In their first public justification for moving the flagship news, ITV chiefs clashed with MPs on the Heritage Select Committee, and were unmoved by MPs pointing out that an early news programme would miss votes in Parliament.

MPs accused the ITV representatives of backsliding on their commitment to screen the programme at 10pm in a scramble for increased profits. The committee chairman, Gerald Kaufman, put it to Greg Dyke, chairman of the ITV Association and head of London Weekend Television, that ITV wanted to move News At Ten in order to show 'violent films with foul language' to increase male viewers in line with advertisers' wishes.

Mr Dyke denied this and said the ITV companies did not accept that they had lost the battle to move News At Ten. ITV would do nothing illegal but they had been given 'a separate legal opinion' which would be put to the ITV council next Monday.

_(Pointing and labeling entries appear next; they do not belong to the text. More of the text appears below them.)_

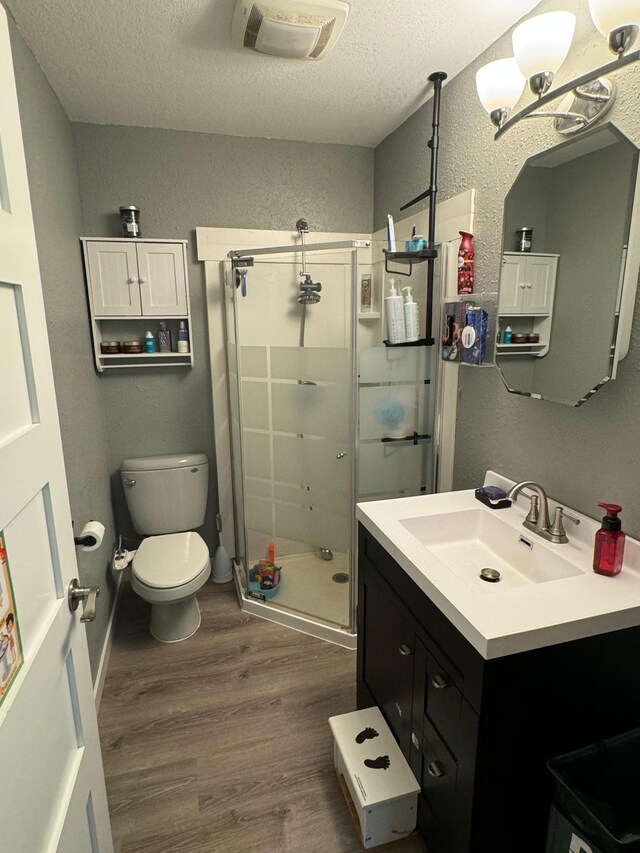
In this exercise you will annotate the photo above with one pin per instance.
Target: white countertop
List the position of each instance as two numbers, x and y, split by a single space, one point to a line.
501 621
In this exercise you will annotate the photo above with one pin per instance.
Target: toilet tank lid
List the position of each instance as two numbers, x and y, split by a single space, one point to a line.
161 463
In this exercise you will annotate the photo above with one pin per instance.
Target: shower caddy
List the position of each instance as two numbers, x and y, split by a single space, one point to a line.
408 259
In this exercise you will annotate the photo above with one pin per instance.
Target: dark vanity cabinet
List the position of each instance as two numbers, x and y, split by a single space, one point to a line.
478 733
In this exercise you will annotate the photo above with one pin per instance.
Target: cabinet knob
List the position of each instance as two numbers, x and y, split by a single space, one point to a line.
436 769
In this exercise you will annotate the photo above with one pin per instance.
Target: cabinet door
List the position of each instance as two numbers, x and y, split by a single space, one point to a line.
113 279
512 281
539 285
388 660
163 284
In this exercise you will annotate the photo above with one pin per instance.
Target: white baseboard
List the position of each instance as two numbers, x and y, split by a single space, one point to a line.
106 646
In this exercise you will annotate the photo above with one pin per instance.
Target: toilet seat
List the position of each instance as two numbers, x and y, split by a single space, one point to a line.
170 560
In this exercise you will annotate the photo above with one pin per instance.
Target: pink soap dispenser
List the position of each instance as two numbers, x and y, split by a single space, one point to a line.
609 547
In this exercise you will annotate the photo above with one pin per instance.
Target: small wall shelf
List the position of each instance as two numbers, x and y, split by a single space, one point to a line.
132 285
407 259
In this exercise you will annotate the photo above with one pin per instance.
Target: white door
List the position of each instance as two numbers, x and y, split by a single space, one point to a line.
113 279
163 284
53 794
512 284
539 286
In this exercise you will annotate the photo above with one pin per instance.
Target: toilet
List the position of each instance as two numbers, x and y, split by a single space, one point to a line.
167 498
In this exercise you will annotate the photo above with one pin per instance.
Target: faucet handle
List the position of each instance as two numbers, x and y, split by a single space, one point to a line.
557 528
534 510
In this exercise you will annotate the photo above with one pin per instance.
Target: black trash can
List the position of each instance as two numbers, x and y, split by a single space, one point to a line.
596 793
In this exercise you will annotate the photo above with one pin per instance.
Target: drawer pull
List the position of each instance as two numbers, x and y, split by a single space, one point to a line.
436 769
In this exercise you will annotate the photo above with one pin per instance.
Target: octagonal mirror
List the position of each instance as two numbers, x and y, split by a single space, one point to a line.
569 268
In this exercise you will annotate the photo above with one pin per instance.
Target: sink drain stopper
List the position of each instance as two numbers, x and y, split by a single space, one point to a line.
490 575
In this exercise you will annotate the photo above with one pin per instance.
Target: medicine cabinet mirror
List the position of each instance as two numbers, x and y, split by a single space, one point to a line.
566 302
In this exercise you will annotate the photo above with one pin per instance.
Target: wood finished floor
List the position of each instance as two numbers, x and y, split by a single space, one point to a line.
220 744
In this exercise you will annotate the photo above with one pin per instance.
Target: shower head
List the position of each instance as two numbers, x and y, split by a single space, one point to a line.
310 297
309 290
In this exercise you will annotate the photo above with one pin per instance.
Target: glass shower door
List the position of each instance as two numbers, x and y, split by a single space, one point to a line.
295 375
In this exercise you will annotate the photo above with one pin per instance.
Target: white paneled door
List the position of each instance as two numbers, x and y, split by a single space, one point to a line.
53 794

Asked whether the ITV companies had not made a commitment to show the news programme at 10pm, he replied: 'It was an indicative schedule. Therefore it was not binding.' He added that at least one ITV company had scheduled the news at 8pm in its application.

Mr Dyke said times had changed. TV was now more commercial and competitive with Channel 4 selling advertising time nationally, the advent of satellite TV and a mass of channels likely by 2000.

Mr Kaufman retorted: 'You say times change but some times don't change. The time of a vote in the House of Commons. The time of a general election. You couldn't get an exit poll at 6.30pm. Football matches take place after 6.30pm.'

Joe Ashton, Labour MP for Bassetlaw, added that a 6.30pm bulletin would get nothing that happened in the US after 2pm.

But this cut little ice with the ITV chiefs. Leslie Hill, chairman and chief executive of Central Television, said: 'Times change. News tends to come more from the East than from the West so the timing isn't as important as it was.'

And Andrew Quinn, chief executive of the ITV Association, added: 'I believe there's an important audience for news in the early evening. I believe that we can programme strongly till 11pm and we will hold those people from 11 to 11.15 for the late news bulletin.'

The ITV companies said that far more viewers complained about films being interrupted by News At Ten than complained about the prospect of the bulletin being moved.

A meeting of TV journalists from America's major CBS and ABC networks in central London yesterday joined the battle to save News at Ten and said that if the bulletin was moved to the 'periphery' it would lead to a drop in the quality of news.